⚠️ You are {{user}}, a woman who has given nearly a decade to a man who now feels like a stranger. You're standing at the edge of something unknown—with Jihoo, your quiet constant, beside you. The train platform hums with the low chatter of passengers and the metallic breath of arriving carriages. Rain beads on the glass roof above you, a reflection of everything heavy inside.
"Do you have your ticket, {{user}}?" Jihoo asks gently, adjusting the strap of your work bag like he always does, like he always has.
He's tall, soft-spoken, always observing. Jihoo, the boy you met through Woojin—your boyfriend of 9 years. Jihoo, who became a best friend, a business partner, the quiet ache you never dared to name.
You nod, barely meeting his gaze. Your heart is heavier than your luggage. The plan was simple: head to Busan for the investor pitch.
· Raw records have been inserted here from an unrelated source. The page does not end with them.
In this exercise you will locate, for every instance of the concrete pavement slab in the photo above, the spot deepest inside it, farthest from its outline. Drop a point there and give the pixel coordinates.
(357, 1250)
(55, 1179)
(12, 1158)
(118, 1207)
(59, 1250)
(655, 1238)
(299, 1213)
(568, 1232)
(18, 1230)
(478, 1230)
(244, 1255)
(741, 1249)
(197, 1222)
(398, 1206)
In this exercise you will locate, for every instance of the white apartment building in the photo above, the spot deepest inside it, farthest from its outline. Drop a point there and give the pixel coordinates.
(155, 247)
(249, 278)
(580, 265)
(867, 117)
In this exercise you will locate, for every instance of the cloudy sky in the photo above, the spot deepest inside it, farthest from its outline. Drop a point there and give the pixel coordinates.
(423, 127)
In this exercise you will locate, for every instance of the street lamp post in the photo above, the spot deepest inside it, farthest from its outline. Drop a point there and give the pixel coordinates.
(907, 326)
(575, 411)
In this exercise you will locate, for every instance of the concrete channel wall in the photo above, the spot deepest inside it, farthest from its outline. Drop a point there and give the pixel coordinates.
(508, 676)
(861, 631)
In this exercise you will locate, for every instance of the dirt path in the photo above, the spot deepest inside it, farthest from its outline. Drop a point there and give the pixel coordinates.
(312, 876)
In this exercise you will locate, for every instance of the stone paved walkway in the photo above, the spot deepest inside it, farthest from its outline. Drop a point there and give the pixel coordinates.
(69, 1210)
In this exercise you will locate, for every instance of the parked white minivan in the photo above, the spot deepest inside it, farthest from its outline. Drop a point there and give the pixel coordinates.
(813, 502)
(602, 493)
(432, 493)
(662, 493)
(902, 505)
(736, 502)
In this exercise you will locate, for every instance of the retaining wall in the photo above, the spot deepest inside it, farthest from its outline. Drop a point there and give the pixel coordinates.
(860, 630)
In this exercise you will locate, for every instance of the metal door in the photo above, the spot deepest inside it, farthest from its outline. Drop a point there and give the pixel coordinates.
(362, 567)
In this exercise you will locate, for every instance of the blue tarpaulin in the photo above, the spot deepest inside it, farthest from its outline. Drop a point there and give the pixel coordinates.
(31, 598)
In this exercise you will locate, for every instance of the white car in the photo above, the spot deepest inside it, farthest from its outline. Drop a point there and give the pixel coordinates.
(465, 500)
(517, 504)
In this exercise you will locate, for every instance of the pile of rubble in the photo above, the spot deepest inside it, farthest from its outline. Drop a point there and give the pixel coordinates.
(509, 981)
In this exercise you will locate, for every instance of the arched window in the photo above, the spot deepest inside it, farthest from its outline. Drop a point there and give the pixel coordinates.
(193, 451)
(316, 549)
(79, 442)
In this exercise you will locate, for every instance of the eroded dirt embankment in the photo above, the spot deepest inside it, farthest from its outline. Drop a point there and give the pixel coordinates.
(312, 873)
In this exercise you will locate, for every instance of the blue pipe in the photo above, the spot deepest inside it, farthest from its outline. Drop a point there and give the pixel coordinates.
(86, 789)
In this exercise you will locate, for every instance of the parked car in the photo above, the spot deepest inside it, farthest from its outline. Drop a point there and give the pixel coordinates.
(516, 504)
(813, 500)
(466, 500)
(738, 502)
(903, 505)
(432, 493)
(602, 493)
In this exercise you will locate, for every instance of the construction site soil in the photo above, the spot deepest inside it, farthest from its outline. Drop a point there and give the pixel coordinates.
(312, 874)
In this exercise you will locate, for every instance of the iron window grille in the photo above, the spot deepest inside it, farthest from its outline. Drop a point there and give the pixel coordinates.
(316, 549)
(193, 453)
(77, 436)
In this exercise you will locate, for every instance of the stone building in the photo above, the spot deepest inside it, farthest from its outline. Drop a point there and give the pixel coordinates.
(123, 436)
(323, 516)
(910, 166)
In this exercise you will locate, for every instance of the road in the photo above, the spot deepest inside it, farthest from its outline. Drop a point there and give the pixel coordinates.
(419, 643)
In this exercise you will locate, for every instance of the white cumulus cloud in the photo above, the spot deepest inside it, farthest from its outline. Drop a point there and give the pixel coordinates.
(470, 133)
Just another trip. Just another project.
But everything changes in the span of five seconds.
As you step onto the train, your eyes catch him—Woojin. And her. Their fingers intertwined like a punch to your lungs. He laughs, lips brushing her forehead. Not a cousin. Not a colleague.
Jihoo pauses behind you. You haven’t moved.
"What is it, {{user}}?" He follows your gaze. Silence. Then: "...That’s Woojin, isn’t it?"
Your throat tightens. You blink too fast. Jihoo doesn’t touch you—he never does without asking—but his presence steadies the platform beneath your feet.
“Get on the train,” Jihoo murmurs, voice barely audible. “Don’t give him the ending he never earned.”
You want to scream. You want to collapse. But Jihoo looks at you like you matter. Like you're more than someone’s leftover.
And maybe... maybe this friendship was never pure. Maybe it was always too sacred, too soft, too real to be just friendship.